Duisburg. Die Bürger des Duisburger Stadtteils Baerl haben vor dem Verwaltungsgericht eine Niederlage hinnehmen müssen: Das Gericht teilte sieht die Gesundheit der Bewohner durch die in Baerl geplante Grubengasgewinnungsanlage nicht gefährdet.

Unermüdlich hatten sie mobil gemacht. Die Bewohner von Duisburg-Baerl lehnten sich gegen die Errichtung einer Grubengasgewinnungsanlage in ihrem Ortsteil auf, gründeten eine Initiative „Kein Grubengaskraftwerk in Baerl“ und zogen vor Gericht.

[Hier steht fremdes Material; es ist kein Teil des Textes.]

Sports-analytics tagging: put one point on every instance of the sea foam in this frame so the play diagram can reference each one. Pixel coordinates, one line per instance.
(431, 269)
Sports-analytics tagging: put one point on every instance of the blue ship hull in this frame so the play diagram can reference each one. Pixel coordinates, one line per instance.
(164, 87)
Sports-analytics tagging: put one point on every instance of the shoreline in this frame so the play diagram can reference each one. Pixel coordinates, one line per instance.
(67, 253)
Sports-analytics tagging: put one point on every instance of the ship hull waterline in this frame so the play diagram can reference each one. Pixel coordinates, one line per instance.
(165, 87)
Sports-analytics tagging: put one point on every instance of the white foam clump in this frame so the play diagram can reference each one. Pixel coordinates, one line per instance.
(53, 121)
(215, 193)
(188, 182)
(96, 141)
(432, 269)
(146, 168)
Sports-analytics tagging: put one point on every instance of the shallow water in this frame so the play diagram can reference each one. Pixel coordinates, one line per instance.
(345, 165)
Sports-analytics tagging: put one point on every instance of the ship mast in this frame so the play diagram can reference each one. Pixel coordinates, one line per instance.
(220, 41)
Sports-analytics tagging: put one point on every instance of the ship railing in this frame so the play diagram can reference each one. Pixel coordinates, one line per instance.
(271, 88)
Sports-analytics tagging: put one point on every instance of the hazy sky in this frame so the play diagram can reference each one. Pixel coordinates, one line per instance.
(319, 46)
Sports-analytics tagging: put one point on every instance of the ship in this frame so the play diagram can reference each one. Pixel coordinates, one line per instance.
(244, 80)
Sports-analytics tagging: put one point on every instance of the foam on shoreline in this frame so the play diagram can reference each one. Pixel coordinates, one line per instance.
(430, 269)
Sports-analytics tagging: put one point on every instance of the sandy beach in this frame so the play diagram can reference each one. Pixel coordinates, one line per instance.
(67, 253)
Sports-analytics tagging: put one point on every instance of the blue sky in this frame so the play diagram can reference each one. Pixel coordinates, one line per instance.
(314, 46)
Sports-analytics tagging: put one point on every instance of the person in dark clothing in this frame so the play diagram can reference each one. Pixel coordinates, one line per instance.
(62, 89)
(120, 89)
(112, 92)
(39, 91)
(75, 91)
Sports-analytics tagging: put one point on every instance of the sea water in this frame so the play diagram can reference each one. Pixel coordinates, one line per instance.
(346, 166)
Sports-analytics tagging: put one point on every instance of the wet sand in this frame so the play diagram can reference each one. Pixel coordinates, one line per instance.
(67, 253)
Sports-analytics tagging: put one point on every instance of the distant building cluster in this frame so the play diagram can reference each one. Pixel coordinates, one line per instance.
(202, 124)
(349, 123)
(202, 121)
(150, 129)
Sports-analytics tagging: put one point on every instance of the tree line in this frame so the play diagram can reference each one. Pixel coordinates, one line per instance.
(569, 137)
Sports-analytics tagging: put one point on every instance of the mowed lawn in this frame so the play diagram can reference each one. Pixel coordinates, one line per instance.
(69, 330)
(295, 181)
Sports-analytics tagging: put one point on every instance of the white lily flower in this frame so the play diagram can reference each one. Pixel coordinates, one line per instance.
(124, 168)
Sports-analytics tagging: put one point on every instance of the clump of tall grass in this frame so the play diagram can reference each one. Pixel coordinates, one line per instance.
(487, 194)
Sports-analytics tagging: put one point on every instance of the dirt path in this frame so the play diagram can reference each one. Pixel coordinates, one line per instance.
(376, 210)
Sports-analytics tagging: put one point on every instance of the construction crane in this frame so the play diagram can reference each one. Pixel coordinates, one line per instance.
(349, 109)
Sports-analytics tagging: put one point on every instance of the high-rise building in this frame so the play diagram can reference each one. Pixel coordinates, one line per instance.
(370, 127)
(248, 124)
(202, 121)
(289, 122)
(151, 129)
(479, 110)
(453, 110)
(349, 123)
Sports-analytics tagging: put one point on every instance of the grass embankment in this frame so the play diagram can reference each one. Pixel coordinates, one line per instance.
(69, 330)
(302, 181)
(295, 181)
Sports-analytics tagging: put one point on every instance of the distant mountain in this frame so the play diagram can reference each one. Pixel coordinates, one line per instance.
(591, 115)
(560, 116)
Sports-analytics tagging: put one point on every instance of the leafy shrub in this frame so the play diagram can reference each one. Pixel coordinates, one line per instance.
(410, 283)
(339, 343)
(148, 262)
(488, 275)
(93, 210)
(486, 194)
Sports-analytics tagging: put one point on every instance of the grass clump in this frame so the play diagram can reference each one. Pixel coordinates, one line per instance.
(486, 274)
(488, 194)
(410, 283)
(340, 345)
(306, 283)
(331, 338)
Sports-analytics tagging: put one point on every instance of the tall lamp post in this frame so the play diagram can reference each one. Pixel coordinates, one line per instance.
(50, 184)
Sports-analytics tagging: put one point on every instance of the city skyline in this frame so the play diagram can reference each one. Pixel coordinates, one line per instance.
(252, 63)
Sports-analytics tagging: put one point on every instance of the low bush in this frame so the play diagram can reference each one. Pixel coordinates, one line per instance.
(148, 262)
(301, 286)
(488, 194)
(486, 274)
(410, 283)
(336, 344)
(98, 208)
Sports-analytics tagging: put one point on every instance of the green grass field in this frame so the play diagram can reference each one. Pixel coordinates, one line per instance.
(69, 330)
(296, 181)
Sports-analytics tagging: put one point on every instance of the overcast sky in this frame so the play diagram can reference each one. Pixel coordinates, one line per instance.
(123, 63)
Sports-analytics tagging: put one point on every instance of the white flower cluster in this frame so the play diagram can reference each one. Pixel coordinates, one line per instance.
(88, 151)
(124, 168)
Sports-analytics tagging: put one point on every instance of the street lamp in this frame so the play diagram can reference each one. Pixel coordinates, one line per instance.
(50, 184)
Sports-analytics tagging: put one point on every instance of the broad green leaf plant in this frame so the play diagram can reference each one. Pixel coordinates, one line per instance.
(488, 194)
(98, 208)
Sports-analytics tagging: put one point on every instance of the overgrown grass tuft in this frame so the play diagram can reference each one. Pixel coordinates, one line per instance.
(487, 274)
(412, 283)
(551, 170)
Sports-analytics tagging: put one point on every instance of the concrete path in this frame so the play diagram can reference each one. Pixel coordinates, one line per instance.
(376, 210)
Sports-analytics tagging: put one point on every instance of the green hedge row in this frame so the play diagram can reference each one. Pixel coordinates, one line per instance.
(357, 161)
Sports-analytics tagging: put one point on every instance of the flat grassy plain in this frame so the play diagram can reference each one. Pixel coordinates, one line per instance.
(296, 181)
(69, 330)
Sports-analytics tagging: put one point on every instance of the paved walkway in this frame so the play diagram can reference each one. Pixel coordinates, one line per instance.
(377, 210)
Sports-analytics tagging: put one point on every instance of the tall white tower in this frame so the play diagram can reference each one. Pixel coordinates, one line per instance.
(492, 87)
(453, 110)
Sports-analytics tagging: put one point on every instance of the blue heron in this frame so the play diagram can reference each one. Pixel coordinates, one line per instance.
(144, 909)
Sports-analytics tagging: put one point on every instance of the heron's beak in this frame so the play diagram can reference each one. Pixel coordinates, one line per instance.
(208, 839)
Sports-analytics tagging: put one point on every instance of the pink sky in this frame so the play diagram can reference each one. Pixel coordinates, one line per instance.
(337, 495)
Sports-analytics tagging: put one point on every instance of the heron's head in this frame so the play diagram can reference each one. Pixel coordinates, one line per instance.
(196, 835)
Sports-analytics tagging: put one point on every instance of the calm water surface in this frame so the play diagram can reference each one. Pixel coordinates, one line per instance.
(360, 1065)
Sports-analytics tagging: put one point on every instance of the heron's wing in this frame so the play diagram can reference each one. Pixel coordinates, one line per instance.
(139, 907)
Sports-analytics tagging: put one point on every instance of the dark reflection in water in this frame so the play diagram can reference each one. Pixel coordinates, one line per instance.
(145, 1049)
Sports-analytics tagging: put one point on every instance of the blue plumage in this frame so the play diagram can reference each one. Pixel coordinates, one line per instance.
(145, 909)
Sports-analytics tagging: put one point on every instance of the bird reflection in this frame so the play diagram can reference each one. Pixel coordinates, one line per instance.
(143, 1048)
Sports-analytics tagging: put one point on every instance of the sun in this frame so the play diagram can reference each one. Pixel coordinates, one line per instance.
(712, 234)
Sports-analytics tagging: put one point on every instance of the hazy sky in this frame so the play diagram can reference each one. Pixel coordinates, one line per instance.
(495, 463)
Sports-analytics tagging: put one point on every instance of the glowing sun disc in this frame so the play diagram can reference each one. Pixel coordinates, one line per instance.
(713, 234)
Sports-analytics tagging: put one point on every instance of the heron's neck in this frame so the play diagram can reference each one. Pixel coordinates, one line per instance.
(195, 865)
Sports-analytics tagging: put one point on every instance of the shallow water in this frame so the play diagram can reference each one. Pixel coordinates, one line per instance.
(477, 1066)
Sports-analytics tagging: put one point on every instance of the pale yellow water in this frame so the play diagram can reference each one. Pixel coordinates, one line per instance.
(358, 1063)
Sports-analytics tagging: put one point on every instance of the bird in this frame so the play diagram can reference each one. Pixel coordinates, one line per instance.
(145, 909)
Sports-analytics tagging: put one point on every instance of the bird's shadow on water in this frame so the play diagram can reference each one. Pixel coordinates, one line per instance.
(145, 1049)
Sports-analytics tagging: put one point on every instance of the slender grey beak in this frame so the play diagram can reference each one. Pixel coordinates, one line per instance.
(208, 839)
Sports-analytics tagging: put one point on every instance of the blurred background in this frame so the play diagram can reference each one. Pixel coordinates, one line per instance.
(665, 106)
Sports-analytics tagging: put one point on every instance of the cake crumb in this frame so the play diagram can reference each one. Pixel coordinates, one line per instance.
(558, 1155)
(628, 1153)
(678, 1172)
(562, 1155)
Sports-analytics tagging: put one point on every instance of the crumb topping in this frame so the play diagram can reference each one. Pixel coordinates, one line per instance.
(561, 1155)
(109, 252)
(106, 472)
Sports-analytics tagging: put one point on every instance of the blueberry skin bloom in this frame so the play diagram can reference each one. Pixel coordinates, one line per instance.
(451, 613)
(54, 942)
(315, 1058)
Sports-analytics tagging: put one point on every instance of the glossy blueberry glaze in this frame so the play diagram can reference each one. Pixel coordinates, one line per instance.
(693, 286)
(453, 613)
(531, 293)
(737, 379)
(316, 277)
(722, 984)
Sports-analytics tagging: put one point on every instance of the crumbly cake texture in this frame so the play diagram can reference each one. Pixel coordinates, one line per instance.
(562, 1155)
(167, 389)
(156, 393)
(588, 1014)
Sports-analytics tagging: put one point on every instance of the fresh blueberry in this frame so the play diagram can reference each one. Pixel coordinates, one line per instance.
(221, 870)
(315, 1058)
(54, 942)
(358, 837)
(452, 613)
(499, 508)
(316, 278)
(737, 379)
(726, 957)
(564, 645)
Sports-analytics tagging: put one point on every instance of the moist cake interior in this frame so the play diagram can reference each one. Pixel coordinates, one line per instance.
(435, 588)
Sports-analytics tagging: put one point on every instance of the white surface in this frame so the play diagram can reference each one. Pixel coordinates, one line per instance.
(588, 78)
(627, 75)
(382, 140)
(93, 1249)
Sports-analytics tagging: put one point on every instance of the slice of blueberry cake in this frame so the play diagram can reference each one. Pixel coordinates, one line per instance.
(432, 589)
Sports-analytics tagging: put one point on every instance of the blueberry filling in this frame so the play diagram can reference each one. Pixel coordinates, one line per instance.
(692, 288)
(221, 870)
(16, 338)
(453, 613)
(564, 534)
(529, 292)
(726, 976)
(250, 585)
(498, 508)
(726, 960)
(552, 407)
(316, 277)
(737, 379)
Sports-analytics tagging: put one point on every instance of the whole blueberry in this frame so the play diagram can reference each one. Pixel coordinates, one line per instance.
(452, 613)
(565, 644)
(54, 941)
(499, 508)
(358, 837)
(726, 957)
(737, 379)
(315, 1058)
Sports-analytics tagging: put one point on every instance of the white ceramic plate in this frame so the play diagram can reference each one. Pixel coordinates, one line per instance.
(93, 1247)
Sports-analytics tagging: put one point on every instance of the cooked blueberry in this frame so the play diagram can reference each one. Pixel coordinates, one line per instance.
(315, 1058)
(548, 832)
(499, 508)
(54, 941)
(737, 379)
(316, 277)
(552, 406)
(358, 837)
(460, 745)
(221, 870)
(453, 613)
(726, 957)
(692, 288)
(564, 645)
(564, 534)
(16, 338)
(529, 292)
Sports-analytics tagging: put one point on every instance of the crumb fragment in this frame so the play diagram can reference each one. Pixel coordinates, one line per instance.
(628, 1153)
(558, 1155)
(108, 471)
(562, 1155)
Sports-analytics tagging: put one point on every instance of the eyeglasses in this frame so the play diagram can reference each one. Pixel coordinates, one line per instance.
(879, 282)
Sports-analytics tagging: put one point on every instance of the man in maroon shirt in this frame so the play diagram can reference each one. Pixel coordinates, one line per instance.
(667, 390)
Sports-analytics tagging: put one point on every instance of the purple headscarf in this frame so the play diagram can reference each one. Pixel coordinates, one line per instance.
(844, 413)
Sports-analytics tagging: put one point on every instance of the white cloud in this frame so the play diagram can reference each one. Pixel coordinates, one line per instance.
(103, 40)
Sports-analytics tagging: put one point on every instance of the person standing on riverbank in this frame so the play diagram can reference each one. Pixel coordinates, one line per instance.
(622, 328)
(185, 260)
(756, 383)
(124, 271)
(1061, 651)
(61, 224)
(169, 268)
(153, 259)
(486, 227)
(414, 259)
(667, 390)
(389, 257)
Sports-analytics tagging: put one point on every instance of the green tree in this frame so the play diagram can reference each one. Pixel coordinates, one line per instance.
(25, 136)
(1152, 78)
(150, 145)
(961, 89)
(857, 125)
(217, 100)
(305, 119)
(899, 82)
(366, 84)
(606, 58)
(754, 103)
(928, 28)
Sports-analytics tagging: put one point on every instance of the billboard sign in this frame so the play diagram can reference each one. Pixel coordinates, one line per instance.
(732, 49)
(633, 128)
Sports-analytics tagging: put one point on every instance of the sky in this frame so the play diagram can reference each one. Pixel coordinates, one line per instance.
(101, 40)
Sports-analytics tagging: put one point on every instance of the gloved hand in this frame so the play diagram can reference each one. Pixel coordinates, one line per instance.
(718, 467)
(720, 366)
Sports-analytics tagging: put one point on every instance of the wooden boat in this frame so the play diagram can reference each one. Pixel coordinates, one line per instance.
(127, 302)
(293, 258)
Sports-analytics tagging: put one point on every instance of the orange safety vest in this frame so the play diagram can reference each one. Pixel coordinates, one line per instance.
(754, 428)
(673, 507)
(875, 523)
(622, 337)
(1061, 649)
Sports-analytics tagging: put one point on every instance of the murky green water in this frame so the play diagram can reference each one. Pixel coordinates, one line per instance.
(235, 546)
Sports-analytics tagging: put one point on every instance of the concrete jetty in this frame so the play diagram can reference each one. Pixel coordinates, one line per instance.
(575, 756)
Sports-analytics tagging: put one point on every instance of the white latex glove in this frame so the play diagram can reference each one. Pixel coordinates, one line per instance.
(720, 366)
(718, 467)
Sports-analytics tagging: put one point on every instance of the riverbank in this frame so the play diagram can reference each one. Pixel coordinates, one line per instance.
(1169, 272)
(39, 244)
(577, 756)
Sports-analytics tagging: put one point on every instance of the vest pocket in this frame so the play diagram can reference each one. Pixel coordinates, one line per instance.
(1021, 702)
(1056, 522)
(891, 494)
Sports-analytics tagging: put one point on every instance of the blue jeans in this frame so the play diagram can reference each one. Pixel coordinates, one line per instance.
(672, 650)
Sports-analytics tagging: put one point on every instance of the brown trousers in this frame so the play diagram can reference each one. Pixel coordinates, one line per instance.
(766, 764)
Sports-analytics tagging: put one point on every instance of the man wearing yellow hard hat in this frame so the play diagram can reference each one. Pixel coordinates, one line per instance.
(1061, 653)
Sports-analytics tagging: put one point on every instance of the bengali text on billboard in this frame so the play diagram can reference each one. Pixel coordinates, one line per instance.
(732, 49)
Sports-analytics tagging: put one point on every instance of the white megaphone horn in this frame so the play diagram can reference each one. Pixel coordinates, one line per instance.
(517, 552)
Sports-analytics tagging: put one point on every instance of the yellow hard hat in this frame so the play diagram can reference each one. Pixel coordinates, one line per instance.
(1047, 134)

Am Mittwoch verkündete die 17. Kammer des Verwaltungsgerichts Düsseldorf das Urteil: Das Gericht lehnte die Klage der Anwohner gegen die im Mai 2009 erteilte Zulassung des Hauptbetriebsplans für das von der Mingas-Power GmbH geplante Gaskraftwerk im Binsheimer Feld ab.

Gericht: Gebäudeschäden nicht zu erwarten

Die Kläger machten zur Begründung ihrer Klage unter anderem geltend, es sei keine hinreichende Vorsorge zum Schutz der Anwohner gegen Brand- und Explosionsgefahren getroffen worden. Zudem seien von dem Betrieb der Anlage unzumutbare Lärmimmissionen sowie schwere Bergschäden an ihren Gebäuden zu erwarten.

Dieser Argumentation folgte die Kammer nicht: Durch die Sicherheitseinrichtungen der Anlage sei die erforderliche Vorsorge vor Gefahren für Leben und Gesundheit der Kläger getroffen worden. Auch bezüglich der befürchteten Lärmimmissionen sei ein hinreichender Schutz sichergestellt. Durch Bewegungen der Tagesoberfläche verursachte Bergschäden von einigem Gewicht seien an den Gebäuden der Kläger durch die Grubengasgewinnung schließlich nicht zu erwarten.

Gegen das Urteil können die Kläger Antrag auf Zulassung der Berufung beim Oberverwaltungsgericht für das Land Nordrhein-Westfalen in Münster stellen.